Commuting in London is more stressful than moving house, going to the dentist or dealing with money matters.
Our daily journey to and from work is even more infuriating than the job itself.
For those of us who have had to put up with months of stress at London Bridge, the Farringdon flood, last night's South West Trains network problems or the near-daily travel chaos on the Tube, this will probably not come as a surprise.
Unsurprisingly for those of us who do the daily trek across the capital, London has come out with one of the worst scores out of six of Europe's major cities. Only Rome registers as more stressful out of the cities surveyed.
Across Europe, nearly two-thirds of commuters were late at least once every month because of problems with public transport. Almost a third – 27 per cent – said they were late three times a month.

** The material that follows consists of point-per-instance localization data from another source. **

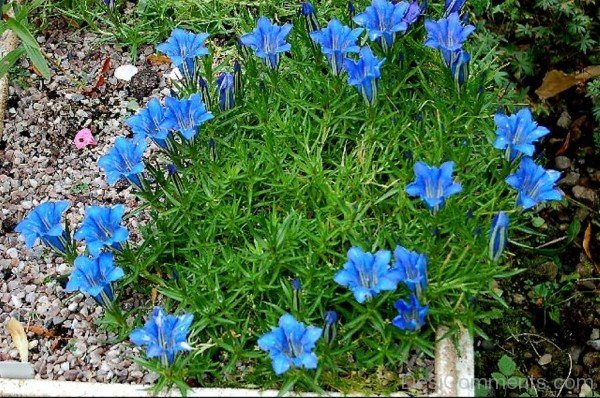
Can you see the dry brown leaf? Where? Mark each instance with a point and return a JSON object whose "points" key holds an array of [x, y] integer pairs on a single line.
{"points": [[588, 73], [565, 145], [156, 59], [19, 337], [40, 331], [587, 236], [555, 81]]}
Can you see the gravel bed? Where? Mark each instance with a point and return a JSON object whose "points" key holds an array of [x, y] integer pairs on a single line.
{"points": [[39, 162]]}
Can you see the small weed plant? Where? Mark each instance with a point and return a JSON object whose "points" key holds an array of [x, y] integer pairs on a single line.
{"points": [[322, 200]]}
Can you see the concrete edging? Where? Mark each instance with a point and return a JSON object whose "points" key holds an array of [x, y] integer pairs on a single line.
{"points": [[454, 372]]}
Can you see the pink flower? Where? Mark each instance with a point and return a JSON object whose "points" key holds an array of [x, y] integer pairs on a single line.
{"points": [[84, 138]]}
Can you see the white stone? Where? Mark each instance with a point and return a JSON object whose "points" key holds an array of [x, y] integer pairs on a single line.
{"points": [[125, 72]]}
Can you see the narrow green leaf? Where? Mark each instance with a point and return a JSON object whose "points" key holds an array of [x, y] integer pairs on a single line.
{"points": [[22, 32], [38, 60], [9, 60]]}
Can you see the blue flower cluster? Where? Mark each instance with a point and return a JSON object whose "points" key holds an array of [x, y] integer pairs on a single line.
{"points": [[163, 335], [101, 229], [448, 36], [367, 275]]}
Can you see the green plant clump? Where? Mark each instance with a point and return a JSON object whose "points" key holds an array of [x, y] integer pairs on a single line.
{"points": [[252, 216]]}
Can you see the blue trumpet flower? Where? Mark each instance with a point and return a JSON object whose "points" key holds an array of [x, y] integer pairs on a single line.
{"points": [[124, 160], [383, 19], [415, 10], [336, 41], [147, 122], [459, 66], [498, 235], [330, 330], [291, 345], [163, 335], [412, 267], [268, 41], [226, 85], [310, 16], [364, 73], [94, 276], [102, 228], [44, 222], [238, 85], [185, 115], [453, 6], [367, 275], [447, 35], [183, 46], [433, 185], [534, 183], [411, 314], [517, 133]]}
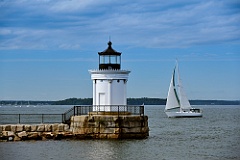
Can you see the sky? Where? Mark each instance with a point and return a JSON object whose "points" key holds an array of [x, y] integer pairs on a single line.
{"points": [[48, 46]]}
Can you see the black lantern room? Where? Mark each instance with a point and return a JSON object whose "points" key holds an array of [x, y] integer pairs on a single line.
{"points": [[109, 58]]}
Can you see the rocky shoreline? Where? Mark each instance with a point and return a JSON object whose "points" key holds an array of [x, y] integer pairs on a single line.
{"points": [[20, 132]]}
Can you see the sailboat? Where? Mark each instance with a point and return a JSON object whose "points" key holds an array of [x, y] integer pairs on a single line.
{"points": [[177, 103]]}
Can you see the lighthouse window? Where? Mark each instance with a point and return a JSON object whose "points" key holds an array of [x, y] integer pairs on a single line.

London comes out worse on average, however. Some 80 per cent of commuters said they were late at least once a month, while 49 per cent failed to get into work at all on at least one occasion last year.
In total, 41 per cent of Londoners said their commute was becoming increasingly stressful
Andreas Ostendorf, vice president of sustainability, environment and safety engineering for Ford of Europe, said: “For many people it can feel like they have done a full day before they have even set foot in the office.”
This is not the only recent study that shows the toll commuting is taking on our emotional wellbeing.
According to a survey put out by the ONS in February, the UK's commuters have lower life satisfaction, a lower sense that their daily activities are worthwhile, lower levels of happiness and higher anxiety on average than non-commuters.
Average happiness levels begin to fall and anxiety levels begin to rise after the first 15 minutes of the commute to work.
Another survey carried out by Moovit suggests the average London commute takes 104 minutes each day.
Rome is the worst European country, with commuters spending 111 minutes getting to work, but Bogota and Los Angeles came out as the worst globally, with residents taking 134 and 133 minutes respectively.